The See Something, Say Something Seesaw

4 minute read

Last week a woman spotted a 17-year-old boy engaged in suspicious activity at a storage facility in Waseca, Minnesota, and called the police. When they arrived, they discovered the youth was storing bomb-making materials and allege he confessed to plotting to kill his family and bomb his school. The woman’s prescient actions in calling the police undoubtedly saved many lives, and she deserves great credit for taking responsible action.

Although it reached national headlines, Shellhas’ case is not unique. Last December, Attorney General Eric Holder stated the FBI had prevented nearly 150 potential cases of violent assaults, including mass shootings. In most cases, people reached out to law enforcement, school administrators, clergy or mental health professionals with concerns about a person acting in a threatening manner. In most cases, these suspicious individuals were then diverted to mental health services. That number, 150, may seem daunting, and perhaps most of these threats never would have come to fruition. However, conscientious citizens reporting suspicious activity does seem to be an essential part of preventing mass assaults and other violence. A 2002 report by the U.S. Secret Service on school shooters found that many shooters told or warned someone of an impending attack.

However, the difficulty is in deciding when to report and when not to. It’s easy to tell people to report suspicious behavior, but people tend to worry about being wrong and making fools of themselves. It’s essential that, as part of the message, we let people know that being wrong, so long as it is in good faith, is okay. People may also have difficulty reporting someone they know for suspicious behavior. Imagine a close friend or relative is having difficulties at work and makes off-the-cuff comments about blowing the place up. At what point does it become possible to believe that this person’s comments indicate a real threat, particularly if this is someone you love?

The other issue regards the potential for profiling people to descend into an Orwellian type regime in which innocent people who don’t fit social norms are unfairly targeted. Most shooters are male but, as indicated by last month’s shooting at a Jewish community and retirement center by a 73-year-old man, they can be of any age or background.

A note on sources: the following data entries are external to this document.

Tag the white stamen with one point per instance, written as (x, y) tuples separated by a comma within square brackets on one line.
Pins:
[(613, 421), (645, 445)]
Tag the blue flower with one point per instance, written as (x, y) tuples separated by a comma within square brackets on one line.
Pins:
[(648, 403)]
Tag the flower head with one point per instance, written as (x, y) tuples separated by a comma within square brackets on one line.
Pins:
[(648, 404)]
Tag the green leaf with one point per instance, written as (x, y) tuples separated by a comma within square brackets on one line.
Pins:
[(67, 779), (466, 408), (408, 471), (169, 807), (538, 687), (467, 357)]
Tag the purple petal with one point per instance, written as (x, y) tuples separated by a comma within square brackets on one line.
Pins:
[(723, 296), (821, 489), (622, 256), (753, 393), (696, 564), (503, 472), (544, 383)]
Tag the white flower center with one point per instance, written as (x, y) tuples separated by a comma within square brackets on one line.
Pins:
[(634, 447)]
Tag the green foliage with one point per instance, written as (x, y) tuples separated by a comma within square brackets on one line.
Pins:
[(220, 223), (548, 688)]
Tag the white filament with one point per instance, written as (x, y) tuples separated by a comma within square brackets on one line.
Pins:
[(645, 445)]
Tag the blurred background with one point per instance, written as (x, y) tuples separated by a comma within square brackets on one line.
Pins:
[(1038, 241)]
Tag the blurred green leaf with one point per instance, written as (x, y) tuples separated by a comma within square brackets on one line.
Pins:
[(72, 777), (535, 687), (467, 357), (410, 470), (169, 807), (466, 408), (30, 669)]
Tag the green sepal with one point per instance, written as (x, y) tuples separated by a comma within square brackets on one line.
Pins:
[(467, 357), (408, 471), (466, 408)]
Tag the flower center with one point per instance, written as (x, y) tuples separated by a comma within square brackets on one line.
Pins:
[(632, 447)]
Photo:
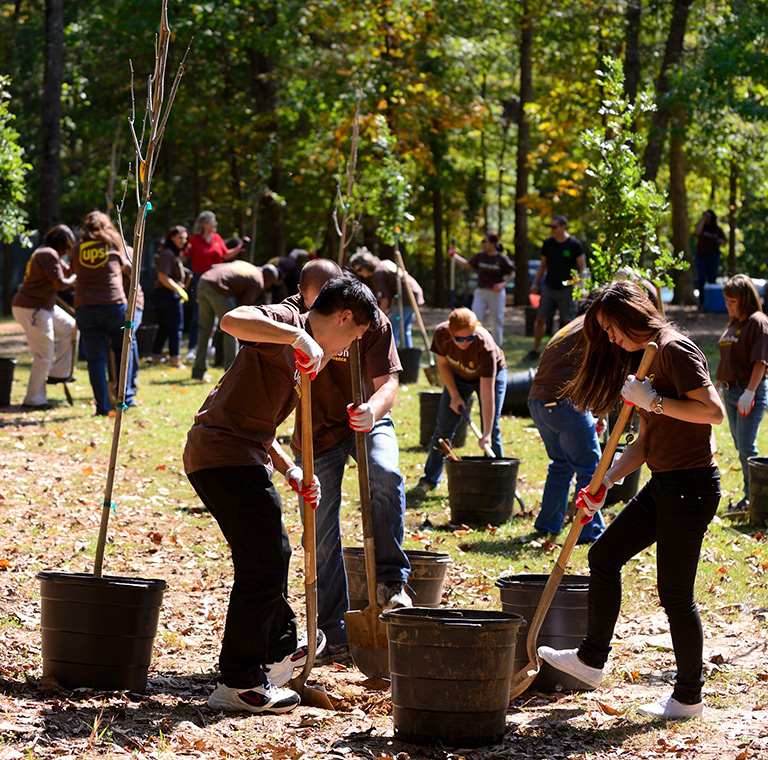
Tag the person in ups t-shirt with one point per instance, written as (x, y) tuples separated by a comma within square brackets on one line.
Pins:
[(469, 361), (568, 433), (740, 373), (229, 456), (47, 326), (678, 405), (334, 422), (99, 262)]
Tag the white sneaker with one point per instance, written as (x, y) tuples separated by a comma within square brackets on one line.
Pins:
[(391, 595), (669, 707), (269, 699), (280, 672), (568, 661)]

The 2002 Secret Service report found that mass shooters tend to exhibit three traits: namely, chronic mental health issues, a history of anger, rage or anti-social tendencies and a tendency to blame others for their problems. Most mass homicide perpetrators do not “snap” but, as with the bombing prevented last week, are planned out over weeks, months or longer. The good news is that’s a lot of time for someone to notice something’s amiss and report it.

However, it’s not a stretch to think that the number of people who fit the profile of having mental health issues, chronic rage and resentment toward others could number in the hundreds of thousands, if not more. Mental health advocates are right to worry about potential stigmatizing of people for things they have not done.

Although most shooters are adult males, the problem can become more pronounced when discussing young shooters, when issues of juvenoia or general fear of youth, can make “profiles” even more broad and useless. It’s not uncommon to see entire swaths of youth portrayed as imminent threats, whether minority youth, kids from fringe social groups such as Goths or others who like to write stories or listen to music with darker themes. After Sandy Hook, most attention was uselessly diverted toward youth culture, such as playing violent video games. But the official investigation ultimately found that the Sandy Hook shooter was more interested in non-violent games like Dance, Dance Revolution. Such issues highlight the challenges in avoiding “profiles” that unfairly target innocent and harmless individuals because they are different.

Thus, it is our challenge to balance the need to report suspicious activity while avoiding witch-hunts of “different” individuals, particularly when based on misinformation of faulty profiles. How to productively divert potentially threatening individuals to appropriate mental health services while protecting the rights of those who are different but non-threatening will continue to be a major challenge for the foreseeable future.